Hardly anyone would argue that change and innovation are not necessary in insurance. The $5 trillion global insurance industry is large, complex and capital intensive. With various relatively untapped market segments and under-penetrated world regions, the onset of PE/VC investments did herald the beginning of buoyant sentiment for more dramatic change and innovation than the industry was known for.

As recently as 2016, the term insurtech didn’t evince interest on internet searches. In the ensuing period, it has gained hype and momentum. Investment activity moved to witness manifold increase at the early startup stages and increased intensity for scale-ups.

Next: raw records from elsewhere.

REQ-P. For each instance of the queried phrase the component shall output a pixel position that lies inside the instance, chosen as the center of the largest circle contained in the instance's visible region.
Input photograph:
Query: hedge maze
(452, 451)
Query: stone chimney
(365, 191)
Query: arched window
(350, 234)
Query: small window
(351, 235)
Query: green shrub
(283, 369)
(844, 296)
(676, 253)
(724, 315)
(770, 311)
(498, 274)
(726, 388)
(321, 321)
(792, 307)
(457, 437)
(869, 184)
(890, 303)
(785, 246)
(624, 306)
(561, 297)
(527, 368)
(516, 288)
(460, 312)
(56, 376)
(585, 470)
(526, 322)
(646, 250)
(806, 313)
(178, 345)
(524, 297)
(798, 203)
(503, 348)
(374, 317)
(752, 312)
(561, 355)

Unsurprisingly, researchers have identified insurance, capital markets and banking as sectors most ripe for disruptive innovation. Below is an Accenture chart that compares current level to future susceptibility. 

If you look back at insurance history, innovation was coupled with conservatism that dissuaded companies from latest fads and helped maintain capital for intended purposes. Such conservatism benefited most carriers during crises, but dampened the flexibility needed to survive and thrive later. Over the last few decades, more money was spent in technologies to keep up with regulations than for modernization.

The advent of technology companies has resulted in frenzied activity among incumbents to build similar capabilities, to scale and dominate their markets. But, as Yale University Professor Robert Shiller in a seminal article titled “Radical Financial Innovation” said, “Radical innovation requires serious experimentation, serious effort to find the precise form of financial or insurance structure that will perform well, serious effort to educate the potential clients about the new risk management tool, a commitment by innovators to make it work, and an involvement with other institutions and thought leaders to make the variety of changes possible to make the innovation succeed.”

This is not easy for carriers encumbered by large, slow-moving legacy organizations nor for the tech challengers who have jumped headlong to move the needle. Serious experimentation and efforts will take serious time. Educating clients about risk management tools will consume significant energies. The below Swiss Re chart shows, truly revolutionary technologies and propositions are at best a few years away.


It is an opportune reminder that not all such endeavors will succeed. The winners far from being standalone innovators, will be those that work closely with other organizations and ecosystem players.

Insurance is a sticky industry, with an average retention of 84% in 2018, according to OECD. But, customers today are more likely to switch providers that offer lower costs or better service. In fact, 77% of auto insurance customers are likely to shift to another provider, according to a JD Power Study.

With a vast underserved population, the threat looms of disruptive innovation by an upstart creating a low-cost product that, like the first automobile to hit the market, is derided in the short run,  but has far reaching consequences with time.

As the initial frenzy marginally dissipated and carriers collaborated with startups, fewer industry executives feel concerned about the speed of tech change, changing consumer behavior, or new market entrants. The shift towards collaboration has got both startups and legacy providers to realize that they gain from combining the former’s tech with the latter’s customer knowledge, risk understanding and capital strength.



In effect, incumbents see less existential threat from a new entrant. Instead, the threat might emanate from incumbents partnering with tech innovators, tech pioneers scooping up carriers to go full stack or tech giants leveraging distinctive competencies in tandem with incumbent majors. There is turmoil on the road ahead and  those that are constantly scanning the emerging trends, leveraging these and strategizing to build on their current market positions, will be most likely to thrive.